Remember namespaces? Gotta have those namespaces. Aside from that, nothing particularly special about this block. Next I’ll go over the methods and members of this class.

First up: our destructor. Nothing special going on here, we’re just going to delete our array pointer to ensure proper Resource Acquisition is Initialization (RAII). We’re going to let it be virtual to allow for subclassing.

virtual ~vector()
{
delete [] backing_array;
}

Next I’ll discuss the private method: initialize(). This method is called by all constructors and does 3 things: sets backing_array_size, resize_increment, and news up our array:

void initialize(const unsigned size, const unsigned increment)
{
backing_array_size = size;
resize_increment = increment;
backing_array = new T[backing_array_size];
}

Next up is our default constructor. It sets size and increment to 10. I like 10, it’s a nice, noble number. The kind of number you’d bring home to Mom and Dad:

vector()
{
initialize(10, 10);
}

Next we’ll talk about a private method: array_copy(). This method does pretty much what it says: it iterates through the original array and copies its contents into the new array:

void array_copy(T * orig_array, T * new_array)
{
for (int count = 0; count < backing_array_size; count++)
{
new_array[count] = orig_array[count];
}
}

Next to talk about is our copy constructor. It initializes the new vector with the old vector’s size and increment, then calls array_copy:

vector(const vector& orig)
{
initialize(orig.backing_array_size, orig.resize_increment);
array_copy(orig.backing_array, backing_array);
}

Moving along to operator=, which basically functions the same as the copy constructor, aside from the obligatory return statement:

vector& operator=(const vector& orig)
{
initialize(orig.backing_array_size, orig.resize_increment);
array_copy(orig.backing_array, backing_array);
return * this;
}

Next up: resize(). This private method creates a new T array sized backing_array_size+resize_increment. Then, it calls array_copy to copy the contents of the old array to the new. Finally, it increments backing_array_size by resize_increment, calls delete [] on backing_array, and sets backing_array to the new array:

void resize()
{
T * new_b_a = new T[backing_array_size + resize_increment];
array_copy(backing_array, new_b_a);
backing_array_size = backing_array_size + resize_increment;
delete [] backing_array;
backing_array = new_b_a;
}

Which brings us to operator[]. This method indexes into backing_array.
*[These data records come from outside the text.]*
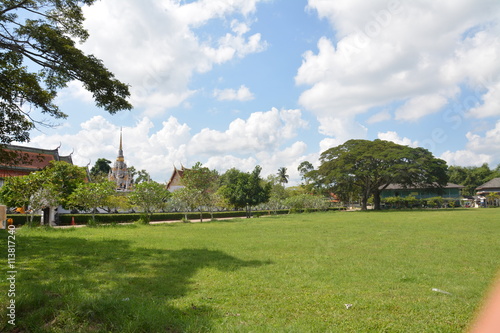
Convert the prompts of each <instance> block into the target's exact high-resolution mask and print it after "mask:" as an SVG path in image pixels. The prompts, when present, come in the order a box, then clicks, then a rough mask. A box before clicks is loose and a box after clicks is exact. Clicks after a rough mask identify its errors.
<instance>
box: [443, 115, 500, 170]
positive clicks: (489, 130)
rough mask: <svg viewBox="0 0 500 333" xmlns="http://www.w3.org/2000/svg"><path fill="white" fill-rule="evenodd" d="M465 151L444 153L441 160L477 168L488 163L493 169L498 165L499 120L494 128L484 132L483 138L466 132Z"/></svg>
mask: <svg viewBox="0 0 500 333" xmlns="http://www.w3.org/2000/svg"><path fill="white" fill-rule="evenodd" d="M466 138H467V140H468V143H467V145H466V146H465V148H466V149H464V150H458V151H455V152H452V151H446V152H445V153H443V154H442V155H441V158H442V159H444V160H446V161H447V162H448V164H452V165H453V164H454V165H464V166H469V165H470V166H478V165H482V164H483V163H489V164H491V166H493V167H495V166H497V165H500V120H497V122H496V124H495V127H494V128H492V129H490V130H488V131H486V132H485V133H484V135H483V136H481V135H479V134H474V133H472V132H468V133H467V134H466Z"/></svg>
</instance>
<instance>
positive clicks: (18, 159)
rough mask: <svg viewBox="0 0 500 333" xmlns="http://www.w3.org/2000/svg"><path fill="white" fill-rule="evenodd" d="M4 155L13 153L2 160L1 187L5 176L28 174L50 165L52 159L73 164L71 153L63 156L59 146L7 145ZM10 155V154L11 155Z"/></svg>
mask: <svg viewBox="0 0 500 333" xmlns="http://www.w3.org/2000/svg"><path fill="white" fill-rule="evenodd" d="M3 151H4V155H6V154H11V155H12V157H11V158H6V156H4V160H5V159H7V161H4V163H1V162H0V187H1V186H2V185H3V183H4V180H5V178H8V177H15V176H26V175H28V174H30V173H32V172H35V171H40V170H42V169H43V168H45V167H46V166H47V165H49V163H50V161H64V162H67V163H69V164H73V159H72V158H71V154H70V155H68V156H62V155H60V154H59V147H57V148H56V149H42V148H34V147H25V146H14V145H5V146H3ZM13 154H14V155H13ZM9 157H10V156H9Z"/></svg>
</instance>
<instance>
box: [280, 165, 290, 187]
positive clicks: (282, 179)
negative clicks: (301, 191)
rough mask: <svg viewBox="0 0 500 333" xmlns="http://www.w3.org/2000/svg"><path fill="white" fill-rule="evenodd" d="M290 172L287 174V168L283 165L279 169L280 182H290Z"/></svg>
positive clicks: (283, 184) (284, 182)
mask: <svg viewBox="0 0 500 333" xmlns="http://www.w3.org/2000/svg"><path fill="white" fill-rule="evenodd" d="M288 178H289V176H288V174H287V168H285V167H281V168H279V169H278V179H279V182H280V183H281V185H283V186H284V185H285V184H287V183H288Z"/></svg>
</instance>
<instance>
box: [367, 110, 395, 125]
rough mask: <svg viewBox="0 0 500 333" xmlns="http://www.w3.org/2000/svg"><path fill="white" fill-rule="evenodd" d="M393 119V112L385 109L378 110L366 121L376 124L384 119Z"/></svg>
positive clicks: (379, 122)
mask: <svg viewBox="0 0 500 333" xmlns="http://www.w3.org/2000/svg"><path fill="white" fill-rule="evenodd" d="M391 119H392V116H391V113H390V112H389V110H383V111H380V112H377V113H376V114H374V115H373V116H371V117H370V118H368V120H367V121H366V122H367V123H368V124H375V123H380V122H382V121H386V120H391Z"/></svg>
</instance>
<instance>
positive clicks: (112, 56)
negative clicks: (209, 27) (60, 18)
mask: <svg viewBox="0 0 500 333" xmlns="http://www.w3.org/2000/svg"><path fill="white" fill-rule="evenodd" d="M259 1H261V0H251V1H247V0H238V1H232V0H222V1H208V0H199V1H195V2H190V3H183V2H179V1H175V0H166V1H147V2H138V1H133V0H109V1H99V2H96V3H95V4H94V5H92V6H89V7H86V8H85V10H84V14H85V17H86V21H85V27H86V28H87V29H88V31H89V33H90V38H89V39H88V41H87V42H86V43H85V44H84V45H82V48H83V49H84V50H85V51H86V52H88V53H91V54H94V55H96V56H97V57H99V58H101V59H103V61H104V63H105V64H107V66H109V68H110V70H111V71H112V72H113V73H115V74H116V76H117V77H118V78H119V79H120V80H122V81H124V82H126V83H128V84H130V85H131V93H132V96H131V102H132V104H134V106H135V107H137V108H142V109H145V110H146V111H145V114H146V115H148V116H151V117H154V116H158V115H161V114H163V113H164V112H165V110H167V109H169V108H172V107H176V106H178V105H180V104H181V103H183V102H184V101H186V100H187V99H188V98H189V97H191V96H192V95H193V94H195V93H196V90H193V89H191V88H189V83H190V80H191V78H192V76H193V74H195V73H205V72H207V71H210V70H211V69H212V68H213V66H214V65H216V64H222V63H225V62H227V61H230V60H231V59H233V58H235V57H239V58H242V57H245V56H246V55H248V54H251V53H255V52H260V51H262V50H264V49H265V48H266V42H265V41H263V40H262V38H261V35H260V34H259V33H254V34H250V26H249V24H247V23H246V22H244V21H239V20H236V19H234V20H233V21H232V23H231V25H230V26H228V27H225V29H226V30H227V32H225V33H223V34H222V35H219V36H217V35H208V36H205V35H204V36H203V37H201V36H198V35H197V33H196V29H198V28H200V27H202V26H204V25H206V24H207V23H208V22H210V21H213V20H214V19H219V20H220V22H221V26H225V25H224V20H226V19H228V18H230V17H231V16H238V17H241V15H243V19H245V18H246V17H247V16H248V15H251V14H252V13H253V12H254V11H255V8H256V4H257V3H258V2H259ZM103 31H105V32H106V33H102V32H103Z"/></svg>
If to_get >= size, it calls resize() until to_get is a valid index. It should be noted that this method does not prevent you from attempting to read into a null pointer:

T& operator[](const unsigned to_get)
{
while (to_get >= backing_array_size)
{
resize();
}
return backing_array[to_get];
}

Finally, we have a setter for resize_increment and a getter for backing_array_size:

void set_resize_increment(const unsigned to_set)
{
resize_increment = to_set;
}

const unsigned size()
{
return backing_array_size;
}

Lastly, this class has 3 private fields: a pointer array to the contents of the vector, the size of the array, and the resize increment:

T * backing_array;
unsigned backing_array_size;
unsigned resize_increment;

…and that’s all there is to it. No casting void pointers, no manual resource allocation, and no unweildly method names. Or you could just use std::vector I guess, but what would be the fun in that?